Since I last left you, Brad and I went on a half a dozen more dates — from a fun sushi dinner to dinner at his place to a microbrewery tour and sampling. Gosh, we’ve had fun! We’re flirty and cute together — and I love how boyish-looking he is!
And all the while, I continued to wonder if this was going anywhere. Between our parenting schedules, we managed to see each other every ten days to two weeks — which was simply not enough for me to feel a growing emotional closeness. He greeted me with such affection that, even if I was feeling a little grumpy about the interval between our dates or the quality of our communication between times, any tension simply dissipated on contact.
Finally, after our evening the brewery, I said to him: “You know one of the things that I find so attractive about you is that you’re so ‘F*CK YEAH!’ about life…so if I’m anything less than a ‘F*CK YEAH!’ to you, you’ve got to cut me loose.”
Without hesitation, he exclaimed, “F*CK YES!”
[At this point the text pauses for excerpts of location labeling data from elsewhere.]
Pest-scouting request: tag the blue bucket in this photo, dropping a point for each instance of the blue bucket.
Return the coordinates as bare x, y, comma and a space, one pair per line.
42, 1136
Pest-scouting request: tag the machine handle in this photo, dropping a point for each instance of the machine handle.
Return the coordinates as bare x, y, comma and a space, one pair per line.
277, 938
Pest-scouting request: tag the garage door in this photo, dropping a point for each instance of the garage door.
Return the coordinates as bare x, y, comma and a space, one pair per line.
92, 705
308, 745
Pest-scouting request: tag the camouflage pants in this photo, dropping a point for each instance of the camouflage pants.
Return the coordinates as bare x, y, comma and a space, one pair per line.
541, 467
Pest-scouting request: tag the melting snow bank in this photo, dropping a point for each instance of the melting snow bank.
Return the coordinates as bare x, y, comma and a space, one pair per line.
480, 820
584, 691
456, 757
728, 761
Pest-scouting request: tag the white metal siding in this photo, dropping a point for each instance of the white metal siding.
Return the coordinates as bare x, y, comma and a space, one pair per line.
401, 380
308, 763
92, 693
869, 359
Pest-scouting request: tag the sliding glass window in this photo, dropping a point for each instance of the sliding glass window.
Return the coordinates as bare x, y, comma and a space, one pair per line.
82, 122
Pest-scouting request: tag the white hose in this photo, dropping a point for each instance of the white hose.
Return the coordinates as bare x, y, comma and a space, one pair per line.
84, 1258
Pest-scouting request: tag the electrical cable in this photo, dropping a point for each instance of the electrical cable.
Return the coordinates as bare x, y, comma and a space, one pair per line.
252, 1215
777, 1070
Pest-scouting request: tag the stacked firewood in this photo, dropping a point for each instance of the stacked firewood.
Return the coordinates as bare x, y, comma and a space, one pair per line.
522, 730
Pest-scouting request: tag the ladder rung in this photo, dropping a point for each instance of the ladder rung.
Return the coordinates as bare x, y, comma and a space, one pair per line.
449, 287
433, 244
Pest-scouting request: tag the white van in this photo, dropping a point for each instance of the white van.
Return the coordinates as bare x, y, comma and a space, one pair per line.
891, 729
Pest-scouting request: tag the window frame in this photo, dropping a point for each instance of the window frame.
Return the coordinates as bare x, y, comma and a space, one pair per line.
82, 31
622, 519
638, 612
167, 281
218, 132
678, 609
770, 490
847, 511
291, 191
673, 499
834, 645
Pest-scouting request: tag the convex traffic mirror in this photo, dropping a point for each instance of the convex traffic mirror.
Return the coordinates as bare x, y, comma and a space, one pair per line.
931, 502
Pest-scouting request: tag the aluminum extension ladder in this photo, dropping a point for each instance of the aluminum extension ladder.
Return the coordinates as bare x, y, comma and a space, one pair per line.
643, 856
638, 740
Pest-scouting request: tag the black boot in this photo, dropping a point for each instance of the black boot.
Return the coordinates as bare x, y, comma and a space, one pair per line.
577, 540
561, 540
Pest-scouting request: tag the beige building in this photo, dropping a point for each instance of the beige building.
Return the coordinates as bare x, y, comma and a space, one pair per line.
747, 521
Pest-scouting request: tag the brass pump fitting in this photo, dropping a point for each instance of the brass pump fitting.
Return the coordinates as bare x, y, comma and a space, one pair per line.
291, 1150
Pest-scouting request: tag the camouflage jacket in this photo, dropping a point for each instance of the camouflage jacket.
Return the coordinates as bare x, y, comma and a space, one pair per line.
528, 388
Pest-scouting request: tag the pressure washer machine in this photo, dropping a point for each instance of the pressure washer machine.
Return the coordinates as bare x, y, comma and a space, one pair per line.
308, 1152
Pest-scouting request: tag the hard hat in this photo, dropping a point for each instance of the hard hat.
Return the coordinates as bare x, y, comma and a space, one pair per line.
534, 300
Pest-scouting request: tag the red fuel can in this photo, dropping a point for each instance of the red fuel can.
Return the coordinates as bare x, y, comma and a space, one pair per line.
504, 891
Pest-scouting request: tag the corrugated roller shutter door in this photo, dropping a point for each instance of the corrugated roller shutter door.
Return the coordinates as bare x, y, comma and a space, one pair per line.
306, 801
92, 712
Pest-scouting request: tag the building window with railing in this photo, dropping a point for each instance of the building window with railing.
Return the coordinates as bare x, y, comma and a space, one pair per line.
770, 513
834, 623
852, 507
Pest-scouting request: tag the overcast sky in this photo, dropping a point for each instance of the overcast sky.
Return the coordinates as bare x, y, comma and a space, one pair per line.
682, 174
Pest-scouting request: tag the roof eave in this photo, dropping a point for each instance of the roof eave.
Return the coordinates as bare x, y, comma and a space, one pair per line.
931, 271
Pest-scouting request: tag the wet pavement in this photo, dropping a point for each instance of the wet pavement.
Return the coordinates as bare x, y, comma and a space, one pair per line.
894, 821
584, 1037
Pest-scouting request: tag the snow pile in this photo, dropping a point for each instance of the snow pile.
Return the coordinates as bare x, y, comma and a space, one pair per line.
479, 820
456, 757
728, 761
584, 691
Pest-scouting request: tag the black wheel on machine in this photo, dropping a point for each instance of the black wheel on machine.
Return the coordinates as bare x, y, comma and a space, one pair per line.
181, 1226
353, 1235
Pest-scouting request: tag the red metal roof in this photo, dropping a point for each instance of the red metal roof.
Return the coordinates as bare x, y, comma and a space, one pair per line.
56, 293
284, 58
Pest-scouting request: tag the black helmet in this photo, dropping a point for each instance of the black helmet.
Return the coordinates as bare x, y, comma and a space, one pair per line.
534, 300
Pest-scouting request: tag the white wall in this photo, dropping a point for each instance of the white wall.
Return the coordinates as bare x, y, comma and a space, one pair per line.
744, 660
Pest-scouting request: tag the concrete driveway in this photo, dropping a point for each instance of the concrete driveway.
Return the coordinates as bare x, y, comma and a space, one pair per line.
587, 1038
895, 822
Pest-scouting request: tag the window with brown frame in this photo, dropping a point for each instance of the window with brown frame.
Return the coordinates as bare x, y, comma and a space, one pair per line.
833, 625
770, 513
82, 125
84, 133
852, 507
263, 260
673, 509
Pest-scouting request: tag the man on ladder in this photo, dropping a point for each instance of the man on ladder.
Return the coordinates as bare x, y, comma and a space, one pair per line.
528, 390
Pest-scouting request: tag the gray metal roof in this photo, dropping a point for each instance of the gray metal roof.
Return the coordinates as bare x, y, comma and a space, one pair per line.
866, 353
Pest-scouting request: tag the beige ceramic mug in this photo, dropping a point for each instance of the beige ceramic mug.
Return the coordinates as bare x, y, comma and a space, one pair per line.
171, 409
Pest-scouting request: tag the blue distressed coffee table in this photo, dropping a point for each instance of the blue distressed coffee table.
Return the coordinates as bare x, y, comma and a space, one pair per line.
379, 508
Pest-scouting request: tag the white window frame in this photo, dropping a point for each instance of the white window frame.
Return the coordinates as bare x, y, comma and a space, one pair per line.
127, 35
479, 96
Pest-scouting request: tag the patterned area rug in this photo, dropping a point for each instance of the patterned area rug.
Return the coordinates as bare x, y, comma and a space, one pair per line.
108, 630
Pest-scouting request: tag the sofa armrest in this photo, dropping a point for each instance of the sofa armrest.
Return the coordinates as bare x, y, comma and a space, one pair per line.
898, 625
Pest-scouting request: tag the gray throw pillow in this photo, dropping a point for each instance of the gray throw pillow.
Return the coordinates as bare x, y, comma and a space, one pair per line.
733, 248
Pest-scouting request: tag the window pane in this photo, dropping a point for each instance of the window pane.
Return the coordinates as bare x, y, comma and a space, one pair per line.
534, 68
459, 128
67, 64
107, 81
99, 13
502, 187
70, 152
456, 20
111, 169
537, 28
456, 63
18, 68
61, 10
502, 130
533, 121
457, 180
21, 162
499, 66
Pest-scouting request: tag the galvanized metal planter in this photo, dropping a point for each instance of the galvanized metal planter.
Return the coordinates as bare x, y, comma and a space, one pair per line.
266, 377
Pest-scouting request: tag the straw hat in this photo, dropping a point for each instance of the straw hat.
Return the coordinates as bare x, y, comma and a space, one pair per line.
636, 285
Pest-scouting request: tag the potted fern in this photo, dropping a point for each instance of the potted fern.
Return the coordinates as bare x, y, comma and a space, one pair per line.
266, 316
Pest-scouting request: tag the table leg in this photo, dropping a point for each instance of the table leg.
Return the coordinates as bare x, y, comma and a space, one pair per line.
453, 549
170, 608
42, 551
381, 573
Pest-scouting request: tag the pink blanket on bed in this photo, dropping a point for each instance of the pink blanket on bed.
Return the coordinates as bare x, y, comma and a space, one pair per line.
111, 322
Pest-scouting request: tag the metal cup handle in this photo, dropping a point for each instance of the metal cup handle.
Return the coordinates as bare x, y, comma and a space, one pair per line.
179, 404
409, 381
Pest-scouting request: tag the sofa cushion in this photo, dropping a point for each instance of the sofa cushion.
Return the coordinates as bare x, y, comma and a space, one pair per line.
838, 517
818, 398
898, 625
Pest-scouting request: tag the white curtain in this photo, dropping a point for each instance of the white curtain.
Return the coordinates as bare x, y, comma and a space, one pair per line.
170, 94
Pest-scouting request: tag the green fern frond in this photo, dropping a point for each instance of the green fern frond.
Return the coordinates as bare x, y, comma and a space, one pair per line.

And we kissed (some more). And talked about whether we were ready to be in a relationship…YES! And we talked about meeting him meeting my children and our consummating the relationship (remember my rule: intercourse only after exclusivity) and other things to come. And even if we hadn’t yet negotiated all of the details, I tossed and turned for hours that night with the giddiness of a schoolgirl so so happy that I could now call Brad my “boyfriend.”
As a few days went by, it became clear that the momentum had not, in fact, changed. Nor had our communication: while mine might be sweet and flirty, his was tactical / functional — the sort of communication you might get from a husband…or an even more disinterested party, e.g.:
“I’m in training today. How’s your morning?”